Chesapeake Gold Announces $4.4 Million Non-Brokered Private Placement With Eric Sprott
After completion of the Private Placement, Eric Sprott will beneficially own and control 12,883,499 Common Shares, and 1,850,000 Warrants representing approximately 17.9% of the outstanding Common Shares on a non-diluted basis and 19.9% of the outstanding Common Shares on a partially diluted basis assuming exercise of such Warrants.
Jean-Paul Tsotsos, Interim Chief Executive Officer, commented, "We are pleased to see Eric Sprott increase his investment in Chesapeake. His longstanding support reflects confidence in our strategic objectives and vision. The financing will be instrumental in accelerating the testing of our proprietary leach technology on Metates and soon other project opportunities. We are excited that the coming year will unlock significant shareholder value supported by delivering key milestones."
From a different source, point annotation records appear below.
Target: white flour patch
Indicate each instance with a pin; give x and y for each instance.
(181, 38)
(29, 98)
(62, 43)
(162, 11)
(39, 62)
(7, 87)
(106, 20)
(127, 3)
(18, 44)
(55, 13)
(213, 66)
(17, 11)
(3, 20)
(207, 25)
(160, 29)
The net proceeds of the Private Placement will be used to advance the Company's proprietary oxidative leach technology, ongoing exploration, including the Lucy project, and for general working capital. There are no finder's fees or other commissions associated with the Private Placement.
The Private Placement is subject to the receipt of all necessary approvals, including the approval of the TSX Venture Exchange. The Units issued under the Private Placement will be subject to a hold period under applicable Canadian securities laws until four months and one day after the closing of the Private Placement.
The securities described in this news release have not been, and will not be, registered under the United States Securities Act of 1933, as amended (the " U.S. Securities Act "), or any applicable securities laws of any state of the United States, and may not be offered or sold within the United States or to, or for the account or benefit of, U.S. persons (as such term is defined in Regulation S under the U.S. Securities Act) or persons in the United States unless registered under the U.S. Securities Act and any other applicable securities laws of the United States or an exemption from such registration requirements is available. This news release does not constitute an offer to sell or a solicitation of an offer to buy any of these securities within any jurisdiction, including the United States.
The Private Placement involves a "related party transaction" within the meaning of TSX Venture Exchange Policy 5.9 (the " Policy ") and Multilateral Instrument 61-101-Protection of Minority Security Holders in Special Transactions (" MI 61-101 ") adopted in the Policy. The Company intends to rely on exemptions from the formal valuation and minority shareholder approval requirements of MI 61-101 contained in sections 5.5(a) and 5.7(1)(a) of MI 61-101 in respect of related party participation in the Private Placement as neither the fair market value (as determined under MI 61-101) of the subject matter of, nor the fair market value of the consideration for, the transaction is expected to exceed 25% of the Company's market capitalization (as determined under MI 61-101).